Property market slowdown, but ‘no crash on way’, Zoopla says
Property group Zoopla said it expects a price growth slowdown but not a housing market crash in Q4 and into 2023 as buyers react to the rising cost of borrowing.
Asking prices are already being revised downwards, it said, as sellers reprice for the season and adjust to reflect the hit to buying power.
The property portal suggested higher mortgage rates mean buying power could be reduced as much as 28% if interest rates hit 5% by year-end.
It said higher value markets like London and the South East will be hit hardest by the mortgage pricing crunch, ongoing since swap markets reacted to the mini Budget last Friday, producing volatility which lenders said has created a “moving target” which is “impossible to hit” to price both responsibly and profitably.
The firm suggested the three options available to buyers include finding a bigger deposit, buying a smaller property or buying in a cheaper area.
Stamp duty changes announced last year will support activity in lower value markets and help first-time buyers in southern England, while the increase in the stamp duty threshold to £250,000 takes 43% of homes out of stamp duty and boosts regional markets.
‘Return to buyers’ market’
There are early signs that price sensitivity is emerging as 6% of homes listed for sale have seen the asking price adjusted downwards by 5% or more, the highest level since before the pandemic.
Zoopla said: “Re-pricing is a seasonal trend as we enter autumn, however, given the economic backdrop and factors including rising energy prices and rising interest rates – we believe this is a clear sign of a return to more of a buyers’ market after two years of a red-hot sellers’ market.
“For sellers, this means there is more of an impetus to shift their mindset when it comes to asking price, and consider local market dynamics more closely as well as the potential types of buyer for their property in the local area.”
Pandemic drove exaggerated price growth
The pandemic drove Welsh property price inflation with a 27% jump in prices, equal to 10 years of pre-pandemic growth in just over two years, with something similar happening in the North East and Scotland largely due to below-average price growth since 2009.
While London has lagged the rest of the market in terms of annual growth rates, the average house value in London has increased by over £100,000 since the start of the pandemic.

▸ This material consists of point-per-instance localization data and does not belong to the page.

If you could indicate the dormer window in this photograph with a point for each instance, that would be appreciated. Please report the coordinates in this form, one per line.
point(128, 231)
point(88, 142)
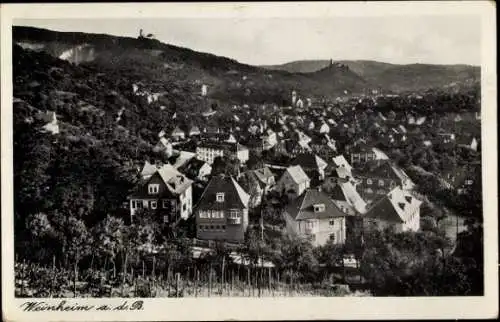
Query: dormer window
point(153, 188)
point(219, 196)
point(319, 207)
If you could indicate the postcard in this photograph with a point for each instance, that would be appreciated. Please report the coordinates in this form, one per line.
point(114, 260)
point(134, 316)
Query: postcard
point(249, 161)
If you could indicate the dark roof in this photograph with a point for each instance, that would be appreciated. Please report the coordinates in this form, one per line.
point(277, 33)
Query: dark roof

By contrast, the average value of a flat in London has increased just 2.4%. Flat growth is the weakest market segment in percentage terms in the UK as buyers prioritise space and increased working from home having a bigger effect on the London market.

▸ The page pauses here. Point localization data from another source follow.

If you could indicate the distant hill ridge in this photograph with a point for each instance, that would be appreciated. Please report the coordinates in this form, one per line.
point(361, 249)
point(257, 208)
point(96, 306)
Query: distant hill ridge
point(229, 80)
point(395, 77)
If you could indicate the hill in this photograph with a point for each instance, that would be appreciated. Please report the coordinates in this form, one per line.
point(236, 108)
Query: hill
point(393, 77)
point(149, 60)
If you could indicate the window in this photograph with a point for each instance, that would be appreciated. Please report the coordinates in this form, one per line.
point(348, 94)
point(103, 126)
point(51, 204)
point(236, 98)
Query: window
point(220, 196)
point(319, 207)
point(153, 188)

Richard Donnell, executive director at Zoopla, said: “Measures of housing market activity have been very resilient over the summer. A surge in home values over the pandemic and the rise of mortgage rates means we face a sizable hit to household buying power over the rest of 2022 and into 2023.

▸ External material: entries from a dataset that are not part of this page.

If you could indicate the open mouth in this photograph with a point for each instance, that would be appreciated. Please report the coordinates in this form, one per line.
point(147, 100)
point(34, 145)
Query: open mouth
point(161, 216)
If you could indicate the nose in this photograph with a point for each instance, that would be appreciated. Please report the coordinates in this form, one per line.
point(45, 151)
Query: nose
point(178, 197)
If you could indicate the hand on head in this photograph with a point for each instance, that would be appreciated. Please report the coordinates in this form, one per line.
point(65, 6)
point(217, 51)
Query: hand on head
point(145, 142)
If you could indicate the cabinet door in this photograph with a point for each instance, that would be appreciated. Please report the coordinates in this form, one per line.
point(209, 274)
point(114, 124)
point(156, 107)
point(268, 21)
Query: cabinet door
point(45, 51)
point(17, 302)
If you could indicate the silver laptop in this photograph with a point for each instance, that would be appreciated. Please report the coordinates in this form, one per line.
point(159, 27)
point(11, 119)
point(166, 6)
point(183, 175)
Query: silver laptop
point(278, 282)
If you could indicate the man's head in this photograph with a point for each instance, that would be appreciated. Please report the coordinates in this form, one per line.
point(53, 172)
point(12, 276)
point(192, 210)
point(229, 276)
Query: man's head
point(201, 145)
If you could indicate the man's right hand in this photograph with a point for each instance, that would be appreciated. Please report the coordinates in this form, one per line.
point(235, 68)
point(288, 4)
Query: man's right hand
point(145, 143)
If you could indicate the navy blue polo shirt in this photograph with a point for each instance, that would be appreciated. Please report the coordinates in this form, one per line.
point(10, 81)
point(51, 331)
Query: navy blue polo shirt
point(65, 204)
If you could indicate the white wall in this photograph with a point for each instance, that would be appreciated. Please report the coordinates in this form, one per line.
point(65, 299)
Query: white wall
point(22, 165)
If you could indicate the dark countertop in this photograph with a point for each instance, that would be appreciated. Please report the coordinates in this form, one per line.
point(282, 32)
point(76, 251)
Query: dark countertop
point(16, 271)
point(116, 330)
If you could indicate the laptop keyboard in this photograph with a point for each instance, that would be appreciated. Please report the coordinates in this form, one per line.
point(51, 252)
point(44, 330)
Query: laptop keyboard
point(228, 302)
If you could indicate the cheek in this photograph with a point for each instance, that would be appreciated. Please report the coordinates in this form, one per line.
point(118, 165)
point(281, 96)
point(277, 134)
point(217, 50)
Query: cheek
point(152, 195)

“While the recent changes to stamp duty are welcome, supporting activity in regional markets and the first-time buyer market in southern England, the increase in mortgage rates will erode much of the gains. Homeowners who want to sell their home this year need to price realistically and seek the advice of an agent on local market trends.”
Director of Benham and Reeves, Marc von Grundherr, said: “The market is now at a bit of a tipping point where house prices have continued to increase rapidly, but the reality for many buyers is that they are no longer able to stretch themselves financially.”